In conversation with home owners and lake association members from the area,

the water level is higher than it has been in approximately 50 years, and levels are still

rising. If this trend continues, bank erosion and sedimentation will continue. As a result,

water quality could be negatively affected. Therefore, it is important to implement

shoreline management plans to reduce the probability and rate of occurrence. The

recommendations given here are by no means exhaustive; a much more thorough

shoreline examination would be needed.

One of the best ways to protect your lake is to protect your shoreline. And one of

the best ways to protect your shoreline, whenever possible, is to leave it in its natural

state. If that is not possible, naturalization with native plantings, log berms/fallen dead

trees and other natural wake protections as seen in this picture below.

Residents living on Bear Lake need to be encouraged to not remove natural

vegetation from their property, particularly at the shoreline, as this removal of a buffer

zone will increase the rate of erosion and eventually harm the ecosystem of the lake.

Planting native aquatic plants at the shoreline can help filter the runoff and acts to clean

the water.

As a waterfront property owner, you are the steward of your own special piece of

Bear Lake. By naturalizing your shoreline where possible, you can help maintain the

survival of native fish and wildlife. Protecting your property from erosion and cultural

eutrophication is feasible, affordable and a smart investment for Bear Lake’s future. In

conclusion, Bear Lake is in good condition and the continuation of management

strategies will ensure a stable and healthy lake for the residence to enjoy!
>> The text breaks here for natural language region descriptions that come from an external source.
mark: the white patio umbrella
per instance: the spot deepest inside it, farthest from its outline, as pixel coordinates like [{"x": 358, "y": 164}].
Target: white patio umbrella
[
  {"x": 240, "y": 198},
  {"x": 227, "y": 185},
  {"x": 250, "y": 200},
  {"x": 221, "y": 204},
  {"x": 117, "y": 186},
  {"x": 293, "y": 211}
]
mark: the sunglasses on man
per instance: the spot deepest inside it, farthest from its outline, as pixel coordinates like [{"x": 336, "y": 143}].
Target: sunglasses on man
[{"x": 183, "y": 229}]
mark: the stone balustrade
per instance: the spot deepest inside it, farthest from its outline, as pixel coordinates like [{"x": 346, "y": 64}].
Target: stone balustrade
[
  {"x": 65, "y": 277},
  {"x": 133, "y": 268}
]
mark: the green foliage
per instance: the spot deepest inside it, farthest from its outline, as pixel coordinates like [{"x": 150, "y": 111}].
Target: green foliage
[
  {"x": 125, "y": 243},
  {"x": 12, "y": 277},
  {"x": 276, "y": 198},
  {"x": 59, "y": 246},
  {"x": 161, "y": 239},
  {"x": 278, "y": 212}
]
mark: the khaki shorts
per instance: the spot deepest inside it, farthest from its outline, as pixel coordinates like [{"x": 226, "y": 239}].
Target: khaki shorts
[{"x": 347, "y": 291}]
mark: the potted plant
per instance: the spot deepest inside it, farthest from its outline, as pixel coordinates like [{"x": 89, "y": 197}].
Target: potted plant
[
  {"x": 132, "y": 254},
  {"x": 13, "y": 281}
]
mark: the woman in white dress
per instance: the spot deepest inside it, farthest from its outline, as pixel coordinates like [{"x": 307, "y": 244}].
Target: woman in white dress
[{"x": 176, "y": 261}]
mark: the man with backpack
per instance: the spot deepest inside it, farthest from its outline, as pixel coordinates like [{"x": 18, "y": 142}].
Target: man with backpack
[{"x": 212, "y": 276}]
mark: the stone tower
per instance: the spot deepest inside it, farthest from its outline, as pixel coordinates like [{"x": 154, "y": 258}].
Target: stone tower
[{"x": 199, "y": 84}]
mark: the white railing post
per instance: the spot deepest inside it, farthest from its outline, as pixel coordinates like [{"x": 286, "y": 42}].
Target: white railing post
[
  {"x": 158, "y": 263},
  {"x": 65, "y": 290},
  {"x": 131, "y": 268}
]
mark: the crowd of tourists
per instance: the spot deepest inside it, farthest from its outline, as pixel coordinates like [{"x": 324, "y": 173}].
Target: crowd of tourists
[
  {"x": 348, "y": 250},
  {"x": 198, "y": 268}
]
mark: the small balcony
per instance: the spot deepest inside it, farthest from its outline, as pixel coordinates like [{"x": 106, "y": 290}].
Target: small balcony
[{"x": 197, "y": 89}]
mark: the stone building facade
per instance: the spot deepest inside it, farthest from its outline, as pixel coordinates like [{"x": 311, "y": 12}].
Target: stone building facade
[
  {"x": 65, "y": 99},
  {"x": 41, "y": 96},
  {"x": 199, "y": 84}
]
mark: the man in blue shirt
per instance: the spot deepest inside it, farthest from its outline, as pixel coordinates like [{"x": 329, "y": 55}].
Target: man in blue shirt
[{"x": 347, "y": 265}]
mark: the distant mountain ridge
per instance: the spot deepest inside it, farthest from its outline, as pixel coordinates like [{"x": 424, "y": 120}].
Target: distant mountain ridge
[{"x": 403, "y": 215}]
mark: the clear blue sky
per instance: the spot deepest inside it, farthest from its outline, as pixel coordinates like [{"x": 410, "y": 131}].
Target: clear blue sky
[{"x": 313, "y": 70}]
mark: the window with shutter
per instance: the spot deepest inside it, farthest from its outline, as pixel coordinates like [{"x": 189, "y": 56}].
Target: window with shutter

Figure 18. Source: Shore Friendly

Works Cited

1. LD - Data Info TSI, www.lakeaccess.org/lakedata/datainfotsi.html.

2. “Home.” Global Water Watch, www.globalwaterwatch.org/.

3. “Shoreline Erosion.” Michigan Inland Lake Shorelines, www.shoreline.msu.edu/ shorelinemgt/erosion/.

4. “EROSION ON BLUFFS.” Shore Friendly, www.shorefriendly.org/your-erosion- risk/ on-bluffs/.

5. Water Chemistry Monitoring. 6th ed., Alabama Water Watch Association, 2018.

6. Bacteriological Monitoring. 3rd ed., Alabama Water Watch Program, 2012.

7. Tonello, Mark. Bear Lake. Michigan Department of Natural Resources Status of the Fishery Resource Report. 2015

8. “Trophic State Index.” Lake Access, www.lakeaccess.org/lakedata/datainfotsi.html.